No matter what way you do this that MBX4 is not really going to get used to its full potential, via a single VLAN and load balancing on the MBX4 the SF tunnel from the 580X would establish via 1 of the modems and that’s it, it will not magically load balance multiple PepVPN sessions across the 4 modems in the MBX.

Bonding on the MBX4 and then handing bonded connectivity to the 580X is also a bad idea in my experience, tunnels within tunnels are generally sub par performance.

This is an approach we take, using things like the HD Domes into something like the 580X, in your instance though as you say the 580X really isn’t the best fit here, to get the most use out of everything you really want something like the SDX / SDX Pro with the 8 port WAN/LAN module loaded into it so all the modems of the MBX can be added into the PepVPN bond.

A bit of food for thought though:

  1. I’d suggest that you look into running your own FusionHub Solo for the “bonding router” to connect to, it will likely be better performance and value than using the hosted service from Peplink in this instance.

  2. You’re looking at some relatively high ticket price boxes here, find a decent partner to work with on this as they will be able to guide you with regards to configuration and possibly what hardware combination may best meet your needs.

  3. In my experience Starlink + SF VPN will not generally result in the throughput you get directly from the Starlink routers, I’ve seen it be substantially less than what is delivered by routing traffic straight out the WAN so you may be better off load balancing most traffic flows out of the bonding router and only using SF for traffic where hitless failover is necessary (such as voice).

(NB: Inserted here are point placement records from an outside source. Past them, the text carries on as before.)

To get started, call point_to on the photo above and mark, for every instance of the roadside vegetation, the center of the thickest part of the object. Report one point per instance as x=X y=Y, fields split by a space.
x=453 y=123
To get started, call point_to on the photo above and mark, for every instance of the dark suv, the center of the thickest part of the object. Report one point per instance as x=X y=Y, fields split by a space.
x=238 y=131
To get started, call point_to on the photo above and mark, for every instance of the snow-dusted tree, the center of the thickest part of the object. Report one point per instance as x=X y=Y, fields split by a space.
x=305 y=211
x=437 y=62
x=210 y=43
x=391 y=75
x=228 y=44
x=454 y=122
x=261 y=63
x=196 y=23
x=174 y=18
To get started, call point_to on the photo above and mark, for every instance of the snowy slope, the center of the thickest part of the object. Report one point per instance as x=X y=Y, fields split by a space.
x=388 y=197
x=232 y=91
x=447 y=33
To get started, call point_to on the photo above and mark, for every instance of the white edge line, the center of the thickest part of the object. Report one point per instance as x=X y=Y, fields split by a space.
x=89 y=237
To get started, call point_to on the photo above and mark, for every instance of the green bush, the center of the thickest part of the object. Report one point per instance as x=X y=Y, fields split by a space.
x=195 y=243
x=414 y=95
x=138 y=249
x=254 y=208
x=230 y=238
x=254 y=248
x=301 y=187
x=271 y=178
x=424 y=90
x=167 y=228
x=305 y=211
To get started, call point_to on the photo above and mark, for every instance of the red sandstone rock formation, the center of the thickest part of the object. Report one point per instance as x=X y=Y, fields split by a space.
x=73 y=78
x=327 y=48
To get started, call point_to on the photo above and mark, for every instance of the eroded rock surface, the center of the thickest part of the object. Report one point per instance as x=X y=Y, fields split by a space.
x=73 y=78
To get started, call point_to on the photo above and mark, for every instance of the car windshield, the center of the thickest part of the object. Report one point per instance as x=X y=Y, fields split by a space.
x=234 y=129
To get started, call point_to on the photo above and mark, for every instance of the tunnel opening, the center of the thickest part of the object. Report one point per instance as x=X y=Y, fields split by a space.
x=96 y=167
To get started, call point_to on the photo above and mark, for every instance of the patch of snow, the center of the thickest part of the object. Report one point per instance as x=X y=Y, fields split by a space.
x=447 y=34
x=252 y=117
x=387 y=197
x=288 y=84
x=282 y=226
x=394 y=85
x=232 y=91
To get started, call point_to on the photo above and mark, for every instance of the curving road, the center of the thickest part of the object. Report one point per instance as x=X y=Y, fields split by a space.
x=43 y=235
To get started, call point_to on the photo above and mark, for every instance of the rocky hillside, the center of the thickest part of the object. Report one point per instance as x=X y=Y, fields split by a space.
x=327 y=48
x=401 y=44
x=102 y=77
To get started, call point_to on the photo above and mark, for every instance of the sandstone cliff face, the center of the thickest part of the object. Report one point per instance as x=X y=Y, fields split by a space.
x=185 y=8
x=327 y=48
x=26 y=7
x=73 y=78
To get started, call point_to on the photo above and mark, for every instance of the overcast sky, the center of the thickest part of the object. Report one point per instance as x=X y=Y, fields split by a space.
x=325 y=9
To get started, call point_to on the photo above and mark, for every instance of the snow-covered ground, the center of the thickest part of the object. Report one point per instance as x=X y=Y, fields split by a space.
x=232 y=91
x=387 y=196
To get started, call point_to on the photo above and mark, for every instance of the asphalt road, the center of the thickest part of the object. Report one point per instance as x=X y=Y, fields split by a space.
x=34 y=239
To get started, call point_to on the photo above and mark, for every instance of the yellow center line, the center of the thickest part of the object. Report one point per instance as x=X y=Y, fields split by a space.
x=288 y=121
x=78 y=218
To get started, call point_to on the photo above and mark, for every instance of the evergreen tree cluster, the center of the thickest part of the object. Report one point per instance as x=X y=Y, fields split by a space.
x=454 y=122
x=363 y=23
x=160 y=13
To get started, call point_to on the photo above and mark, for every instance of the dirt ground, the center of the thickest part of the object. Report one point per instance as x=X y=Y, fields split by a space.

  4. Hosting a FusionHub Solo is simple, but where you host it will matter, you may need a few scattered around the place for geo purposes as the boat moves about, you may also find that some content services simply do not work from a hub hosted in the public cloud providers like Vultr, DO, GCP, AWS etc. - again this is where load balancing traffic and sending only what is necessary to the SF tunnel is a good approach.